Cameras followed Reagan everywhere within the White House, referred to as White House TV by insiders. Senior staff members are questioned by news anchors of the time about the increased use of media and they state that, either way, Reagan's image will be shown in a certain light by the media, so they might as well position themselves to control it. When asked in an interview if his previous life as an actor helped him as President, Reagan's responds: "There are times when I wondered how you could do this job if you hadn't been an actor." The footage is mostly taken from newsreels and includes parts that are typically edited out before being aired. These glimpses of Reagan's personality offer brief insights into his real thoughts on the messages he has just delivered, which more often than not are the complete opposite.

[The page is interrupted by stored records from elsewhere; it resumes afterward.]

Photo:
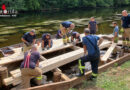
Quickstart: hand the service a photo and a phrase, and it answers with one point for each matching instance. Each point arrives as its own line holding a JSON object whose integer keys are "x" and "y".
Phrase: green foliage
{"x": 60, "y": 4}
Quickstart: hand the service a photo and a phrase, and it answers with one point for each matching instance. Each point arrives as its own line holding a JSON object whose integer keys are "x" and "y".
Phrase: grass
{"x": 116, "y": 78}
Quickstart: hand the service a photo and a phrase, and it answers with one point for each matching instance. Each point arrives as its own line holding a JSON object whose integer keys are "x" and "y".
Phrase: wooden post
{"x": 56, "y": 77}
{"x": 3, "y": 75}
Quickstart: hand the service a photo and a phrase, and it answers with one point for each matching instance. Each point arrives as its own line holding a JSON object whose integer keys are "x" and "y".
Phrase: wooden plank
{"x": 108, "y": 53}
{"x": 55, "y": 62}
{"x": 65, "y": 85}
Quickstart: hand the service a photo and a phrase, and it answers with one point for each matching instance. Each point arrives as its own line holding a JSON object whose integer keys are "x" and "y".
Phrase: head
{"x": 124, "y": 13}
{"x": 72, "y": 26}
{"x": 47, "y": 35}
{"x": 32, "y": 32}
{"x": 114, "y": 24}
{"x": 92, "y": 19}
{"x": 34, "y": 48}
{"x": 86, "y": 31}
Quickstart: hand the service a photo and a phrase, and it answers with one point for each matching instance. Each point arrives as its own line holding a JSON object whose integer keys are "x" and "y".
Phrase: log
{"x": 65, "y": 85}
{"x": 108, "y": 53}
{"x": 3, "y": 75}
{"x": 52, "y": 63}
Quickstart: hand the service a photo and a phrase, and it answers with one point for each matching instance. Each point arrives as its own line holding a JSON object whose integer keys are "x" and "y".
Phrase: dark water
{"x": 11, "y": 29}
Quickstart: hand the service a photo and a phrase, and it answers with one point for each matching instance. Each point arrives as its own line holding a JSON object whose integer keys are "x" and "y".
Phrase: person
{"x": 93, "y": 27}
{"x": 76, "y": 36}
{"x": 125, "y": 21}
{"x": 30, "y": 67}
{"x": 46, "y": 41}
{"x": 90, "y": 45}
{"x": 28, "y": 39}
{"x": 66, "y": 28}
{"x": 115, "y": 32}
{"x": 59, "y": 34}
{"x": 115, "y": 36}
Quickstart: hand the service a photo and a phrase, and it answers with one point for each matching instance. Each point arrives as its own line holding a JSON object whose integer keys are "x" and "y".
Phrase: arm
{"x": 42, "y": 43}
{"x": 34, "y": 40}
{"x": 37, "y": 64}
{"x": 96, "y": 27}
{"x": 100, "y": 41}
{"x": 89, "y": 26}
{"x": 23, "y": 40}
{"x": 85, "y": 49}
{"x": 49, "y": 43}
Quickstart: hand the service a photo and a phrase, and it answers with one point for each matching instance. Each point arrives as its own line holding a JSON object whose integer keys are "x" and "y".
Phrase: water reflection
{"x": 11, "y": 29}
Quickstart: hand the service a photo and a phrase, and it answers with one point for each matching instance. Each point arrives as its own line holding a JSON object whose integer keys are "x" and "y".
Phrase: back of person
{"x": 92, "y": 27}
{"x": 126, "y": 21}
{"x": 91, "y": 43}
{"x": 34, "y": 57}
{"x": 44, "y": 37}
{"x": 66, "y": 24}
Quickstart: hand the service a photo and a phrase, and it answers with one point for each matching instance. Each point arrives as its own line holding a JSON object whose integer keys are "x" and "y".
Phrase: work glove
{"x": 28, "y": 44}
{"x": 43, "y": 49}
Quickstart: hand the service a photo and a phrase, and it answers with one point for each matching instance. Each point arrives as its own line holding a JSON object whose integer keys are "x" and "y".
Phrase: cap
{"x": 33, "y": 30}
{"x": 86, "y": 30}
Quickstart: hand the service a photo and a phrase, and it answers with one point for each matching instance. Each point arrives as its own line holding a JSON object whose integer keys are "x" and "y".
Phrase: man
{"x": 46, "y": 41}
{"x": 29, "y": 39}
{"x": 125, "y": 21}
{"x": 30, "y": 67}
{"x": 93, "y": 26}
{"x": 90, "y": 45}
{"x": 59, "y": 34}
{"x": 115, "y": 36}
{"x": 115, "y": 32}
{"x": 76, "y": 36}
{"x": 66, "y": 28}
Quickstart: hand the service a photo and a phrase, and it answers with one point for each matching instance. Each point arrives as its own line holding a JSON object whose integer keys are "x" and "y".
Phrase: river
{"x": 12, "y": 29}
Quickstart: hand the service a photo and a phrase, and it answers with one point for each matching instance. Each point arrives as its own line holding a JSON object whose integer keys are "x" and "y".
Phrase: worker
{"x": 46, "y": 41}
{"x": 66, "y": 28}
{"x": 76, "y": 36}
{"x": 59, "y": 34}
{"x": 93, "y": 27}
{"x": 28, "y": 39}
{"x": 115, "y": 36}
{"x": 125, "y": 21}
{"x": 30, "y": 67}
{"x": 90, "y": 44}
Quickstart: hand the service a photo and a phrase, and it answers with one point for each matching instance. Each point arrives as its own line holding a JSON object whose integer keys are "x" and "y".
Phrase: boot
{"x": 80, "y": 74}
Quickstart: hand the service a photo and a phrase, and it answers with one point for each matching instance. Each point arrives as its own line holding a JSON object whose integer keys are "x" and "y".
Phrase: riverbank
{"x": 117, "y": 78}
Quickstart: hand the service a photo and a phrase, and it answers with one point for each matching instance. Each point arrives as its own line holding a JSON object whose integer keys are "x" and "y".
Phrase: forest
{"x": 30, "y": 5}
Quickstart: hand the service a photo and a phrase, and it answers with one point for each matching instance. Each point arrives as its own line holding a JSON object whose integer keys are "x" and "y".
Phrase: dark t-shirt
{"x": 35, "y": 56}
{"x": 90, "y": 47}
{"x": 44, "y": 37}
{"x": 29, "y": 38}
{"x": 66, "y": 24}
{"x": 93, "y": 25}
{"x": 126, "y": 21}
{"x": 74, "y": 35}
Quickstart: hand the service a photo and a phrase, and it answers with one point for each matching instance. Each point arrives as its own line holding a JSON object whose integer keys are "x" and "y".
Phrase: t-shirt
{"x": 44, "y": 37}
{"x": 58, "y": 33}
{"x": 29, "y": 38}
{"x": 66, "y": 24}
{"x": 74, "y": 35}
{"x": 35, "y": 56}
{"x": 90, "y": 48}
{"x": 93, "y": 25}
{"x": 126, "y": 21}
{"x": 116, "y": 29}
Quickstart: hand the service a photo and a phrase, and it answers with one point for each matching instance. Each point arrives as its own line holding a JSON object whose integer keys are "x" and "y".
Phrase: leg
{"x": 26, "y": 48}
{"x": 94, "y": 65}
{"x": 25, "y": 78}
{"x": 82, "y": 65}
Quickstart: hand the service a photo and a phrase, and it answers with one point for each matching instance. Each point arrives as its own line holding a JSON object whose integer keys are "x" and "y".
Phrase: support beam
{"x": 108, "y": 53}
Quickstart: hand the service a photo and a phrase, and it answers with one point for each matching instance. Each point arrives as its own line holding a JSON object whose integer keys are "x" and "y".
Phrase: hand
{"x": 28, "y": 44}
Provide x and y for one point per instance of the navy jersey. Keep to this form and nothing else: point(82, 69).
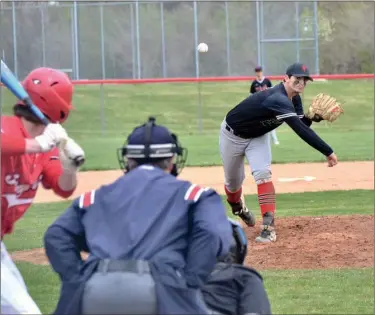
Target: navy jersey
point(266, 110)
point(146, 214)
point(234, 289)
point(261, 85)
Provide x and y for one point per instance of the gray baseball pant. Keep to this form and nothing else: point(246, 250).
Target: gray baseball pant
point(233, 151)
point(120, 292)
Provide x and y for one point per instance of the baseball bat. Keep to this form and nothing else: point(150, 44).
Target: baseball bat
point(11, 82)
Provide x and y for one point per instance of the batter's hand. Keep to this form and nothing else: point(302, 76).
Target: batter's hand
point(51, 137)
point(332, 160)
point(72, 155)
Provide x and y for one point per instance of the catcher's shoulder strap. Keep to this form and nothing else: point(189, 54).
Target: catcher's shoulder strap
point(87, 199)
point(194, 192)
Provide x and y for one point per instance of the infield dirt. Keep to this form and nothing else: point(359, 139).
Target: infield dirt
point(303, 242)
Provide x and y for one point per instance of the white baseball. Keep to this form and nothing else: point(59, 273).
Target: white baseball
point(202, 47)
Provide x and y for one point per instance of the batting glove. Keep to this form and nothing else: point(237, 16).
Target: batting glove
point(72, 156)
point(52, 136)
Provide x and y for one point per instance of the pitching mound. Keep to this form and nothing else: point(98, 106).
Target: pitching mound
point(303, 243)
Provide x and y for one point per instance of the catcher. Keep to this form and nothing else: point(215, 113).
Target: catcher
point(245, 133)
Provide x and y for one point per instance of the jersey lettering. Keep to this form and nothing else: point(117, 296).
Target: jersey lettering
point(87, 199)
point(194, 192)
point(14, 200)
point(13, 180)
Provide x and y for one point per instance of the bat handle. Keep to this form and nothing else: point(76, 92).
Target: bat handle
point(36, 111)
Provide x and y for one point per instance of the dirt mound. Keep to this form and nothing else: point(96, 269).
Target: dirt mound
point(288, 178)
point(316, 243)
point(303, 243)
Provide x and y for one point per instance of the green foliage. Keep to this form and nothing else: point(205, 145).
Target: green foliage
point(336, 291)
point(101, 131)
point(40, 216)
point(346, 30)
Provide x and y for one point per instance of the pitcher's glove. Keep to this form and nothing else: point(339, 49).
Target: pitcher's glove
point(324, 107)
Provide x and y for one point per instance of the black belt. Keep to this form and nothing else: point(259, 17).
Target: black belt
point(227, 127)
point(136, 266)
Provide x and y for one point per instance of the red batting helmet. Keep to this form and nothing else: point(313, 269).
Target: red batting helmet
point(51, 91)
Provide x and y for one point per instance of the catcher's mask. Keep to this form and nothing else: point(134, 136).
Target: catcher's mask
point(150, 143)
point(238, 249)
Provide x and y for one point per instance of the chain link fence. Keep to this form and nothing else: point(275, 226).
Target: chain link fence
point(130, 40)
point(157, 39)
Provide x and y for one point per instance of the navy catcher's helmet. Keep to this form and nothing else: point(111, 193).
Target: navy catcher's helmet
point(150, 143)
point(238, 249)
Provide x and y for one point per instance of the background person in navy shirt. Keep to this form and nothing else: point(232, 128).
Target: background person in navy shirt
point(244, 132)
point(262, 83)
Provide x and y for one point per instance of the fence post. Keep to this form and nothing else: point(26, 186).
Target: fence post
point(228, 37)
point(102, 40)
point(316, 35)
point(102, 114)
point(258, 35)
point(132, 37)
point(76, 45)
point(296, 4)
point(163, 39)
point(197, 67)
point(137, 37)
point(15, 59)
point(43, 35)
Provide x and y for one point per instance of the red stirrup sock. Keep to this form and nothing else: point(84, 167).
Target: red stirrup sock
point(266, 198)
point(233, 196)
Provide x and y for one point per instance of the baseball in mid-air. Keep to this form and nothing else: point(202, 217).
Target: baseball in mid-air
point(202, 47)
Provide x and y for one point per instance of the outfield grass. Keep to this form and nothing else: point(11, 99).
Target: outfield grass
point(309, 204)
point(176, 106)
point(345, 291)
point(334, 291)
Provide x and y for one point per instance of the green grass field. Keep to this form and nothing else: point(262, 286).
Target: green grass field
point(331, 291)
point(176, 106)
point(335, 291)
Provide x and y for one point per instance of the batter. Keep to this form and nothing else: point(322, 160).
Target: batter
point(245, 132)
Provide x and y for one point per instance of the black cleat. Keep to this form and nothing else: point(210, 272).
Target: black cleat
point(240, 209)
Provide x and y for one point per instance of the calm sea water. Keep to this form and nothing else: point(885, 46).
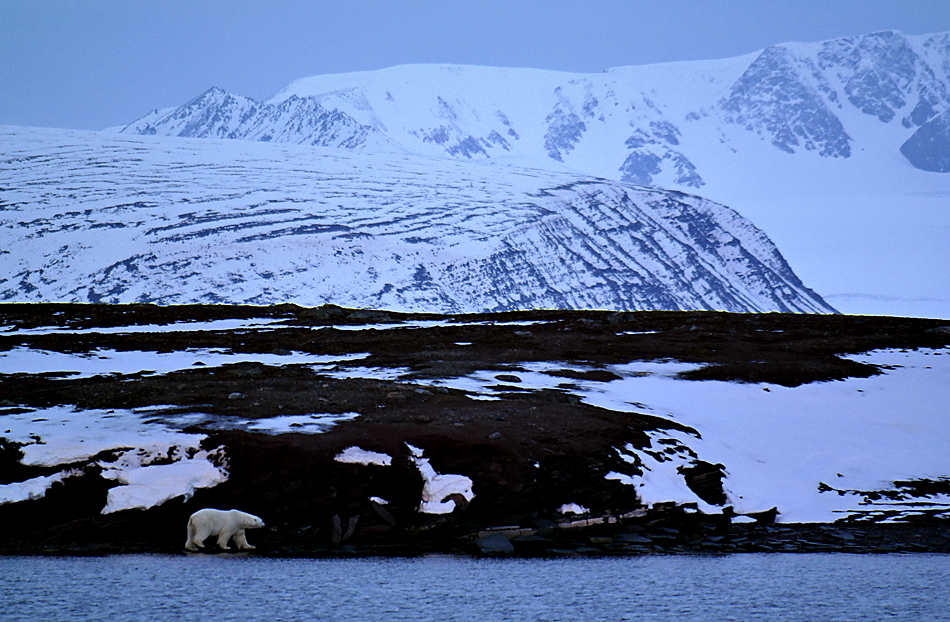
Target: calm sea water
point(736, 587)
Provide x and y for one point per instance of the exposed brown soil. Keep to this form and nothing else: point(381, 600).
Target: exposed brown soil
point(527, 453)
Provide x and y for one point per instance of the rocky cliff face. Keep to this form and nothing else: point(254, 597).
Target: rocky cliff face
point(645, 125)
point(93, 218)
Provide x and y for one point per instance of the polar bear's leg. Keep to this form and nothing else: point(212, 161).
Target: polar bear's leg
point(196, 537)
point(240, 539)
point(223, 538)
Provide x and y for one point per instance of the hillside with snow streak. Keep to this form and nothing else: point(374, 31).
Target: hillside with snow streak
point(97, 218)
point(838, 149)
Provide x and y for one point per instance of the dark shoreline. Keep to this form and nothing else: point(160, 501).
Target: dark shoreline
point(292, 481)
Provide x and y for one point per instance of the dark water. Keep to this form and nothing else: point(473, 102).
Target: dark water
point(737, 587)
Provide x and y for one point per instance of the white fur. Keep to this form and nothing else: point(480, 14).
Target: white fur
point(226, 524)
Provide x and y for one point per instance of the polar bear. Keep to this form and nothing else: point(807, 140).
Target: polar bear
point(226, 524)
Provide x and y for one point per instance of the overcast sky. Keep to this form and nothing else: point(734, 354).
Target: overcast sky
point(91, 64)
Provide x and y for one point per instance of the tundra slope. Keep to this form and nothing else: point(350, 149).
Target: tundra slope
point(335, 424)
point(97, 218)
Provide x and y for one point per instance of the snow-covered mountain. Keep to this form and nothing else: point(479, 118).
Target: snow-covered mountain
point(99, 217)
point(835, 149)
point(639, 124)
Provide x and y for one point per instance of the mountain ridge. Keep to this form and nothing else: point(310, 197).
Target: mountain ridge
point(802, 97)
point(98, 218)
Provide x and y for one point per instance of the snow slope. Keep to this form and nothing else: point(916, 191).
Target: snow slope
point(836, 149)
point(105, 218)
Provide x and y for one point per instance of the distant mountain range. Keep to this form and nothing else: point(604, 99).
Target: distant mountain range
point(91, 217)
point(651, 125)
point(459, 188)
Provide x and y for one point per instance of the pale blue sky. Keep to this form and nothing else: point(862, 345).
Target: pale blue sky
point(91, 64)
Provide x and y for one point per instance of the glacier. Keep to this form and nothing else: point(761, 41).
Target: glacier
point(834, 149)
point(93, 217)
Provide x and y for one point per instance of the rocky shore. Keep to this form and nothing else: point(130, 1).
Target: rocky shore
point(525, 451)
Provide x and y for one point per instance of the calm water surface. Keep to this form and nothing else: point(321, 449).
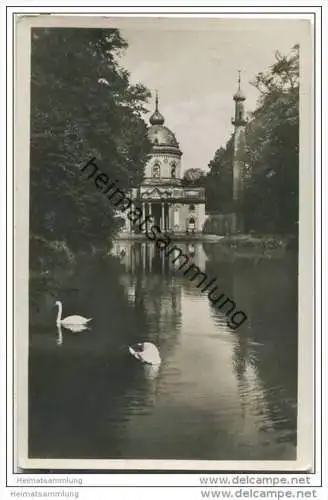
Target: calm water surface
point(219, 394)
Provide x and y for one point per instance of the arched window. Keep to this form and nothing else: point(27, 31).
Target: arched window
point(156, 170)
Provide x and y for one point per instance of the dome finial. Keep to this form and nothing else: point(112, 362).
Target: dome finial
point(156, 118)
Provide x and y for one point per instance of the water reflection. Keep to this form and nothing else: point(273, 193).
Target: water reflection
point(218, 394)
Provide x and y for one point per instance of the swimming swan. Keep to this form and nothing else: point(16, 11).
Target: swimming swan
point(70, 321)
point(146, 352)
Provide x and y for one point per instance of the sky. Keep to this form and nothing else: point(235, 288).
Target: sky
point(193, 63)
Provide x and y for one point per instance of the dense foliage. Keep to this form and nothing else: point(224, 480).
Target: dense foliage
point(82, 106)
point(272, 134)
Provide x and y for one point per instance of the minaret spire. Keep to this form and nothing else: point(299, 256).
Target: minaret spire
point(156, 100)
point(238, 161)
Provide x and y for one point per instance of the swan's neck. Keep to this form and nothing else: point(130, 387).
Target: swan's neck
point(60, 309)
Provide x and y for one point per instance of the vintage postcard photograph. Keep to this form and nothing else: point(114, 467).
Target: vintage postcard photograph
point(164, 243)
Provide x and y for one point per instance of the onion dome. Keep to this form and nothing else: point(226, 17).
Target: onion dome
point(162, 138)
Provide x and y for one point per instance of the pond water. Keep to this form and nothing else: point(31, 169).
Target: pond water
point(219, 394)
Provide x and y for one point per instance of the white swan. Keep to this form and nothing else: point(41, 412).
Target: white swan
point(146, 352)
point(70, 321)
point(72, 328)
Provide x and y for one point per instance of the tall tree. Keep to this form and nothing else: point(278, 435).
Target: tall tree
point(82, 106)
point(272, 137)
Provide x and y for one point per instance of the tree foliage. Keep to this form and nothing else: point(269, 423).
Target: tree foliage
point(219, 180)
point(271, 197)
point(194, 177)
point(82, 106)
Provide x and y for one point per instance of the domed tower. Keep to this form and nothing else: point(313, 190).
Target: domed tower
point(164, 164)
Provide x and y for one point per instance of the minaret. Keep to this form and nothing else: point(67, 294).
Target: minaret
point(239, 123)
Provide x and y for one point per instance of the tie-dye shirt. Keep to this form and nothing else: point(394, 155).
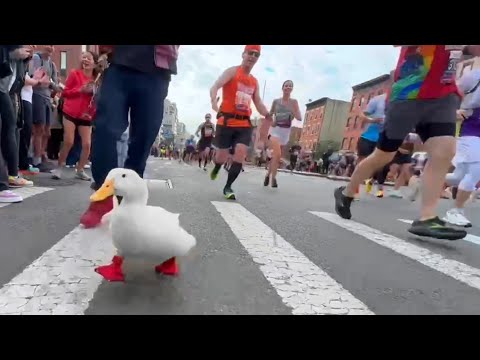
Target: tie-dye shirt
point(419, 73)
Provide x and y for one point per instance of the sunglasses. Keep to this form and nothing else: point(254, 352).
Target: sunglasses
point(253, 53)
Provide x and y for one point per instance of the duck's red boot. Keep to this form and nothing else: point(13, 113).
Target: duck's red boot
point(112, 272)
point(169, 267)
point(93, 216)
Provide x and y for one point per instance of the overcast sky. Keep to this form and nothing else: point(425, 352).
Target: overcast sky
point(316, 70)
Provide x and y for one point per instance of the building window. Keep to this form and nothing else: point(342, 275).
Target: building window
point(353, 104)
point(360, 103)
point(467, 67)
point(63, 63)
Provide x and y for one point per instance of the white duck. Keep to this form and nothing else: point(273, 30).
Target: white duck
point(139, 230)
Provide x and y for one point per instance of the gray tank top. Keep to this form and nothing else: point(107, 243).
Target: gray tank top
point(283, 113)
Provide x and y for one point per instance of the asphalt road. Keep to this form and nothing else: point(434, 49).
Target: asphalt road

The growing Cold War between America and the, then, USSR brought with it the rising fear of nuclear war during Reagan's two terms in office. The proposed 'Star Wars' defence program promoted by the President and the ongoing propaganda about the threat of a Soviet attack was managed through the eye of his administration's media control. The frosty relations between the two countries takes up much of the films focus, in particular the introduction of new Russian leader Mikhail Gorbachev. He understood only too well how to use the media while magnified under the world's spotlight during their nuclear agreement negotiations. What went on behind closed doors was never known but it could be argued that what they presented to world was of even more importance.
Running for a lean 75 minutes there is no fat on the bone and it achieves exactly what it sets out to do. The stage management of the political arena has long since began to damage rather than shape public perception, and while Reagan wasn't the first American leader to use the media to his advantage, he was certainly the first to use it to use it on such a scale. A later remark from an ABC news anchor speaks fearfully of what's to come post-Reagan: “No presidency before this one was so often judged as if it were a performing art. I shudder when it’s suggested that politicians who come after him will have to succeed first on television.” Reagan at least developed a career as a politician after his Hollywood career before stepping forward for the big job. But a President who developed a successful TV career before walking into the White House? No country would ever be so daft, surely?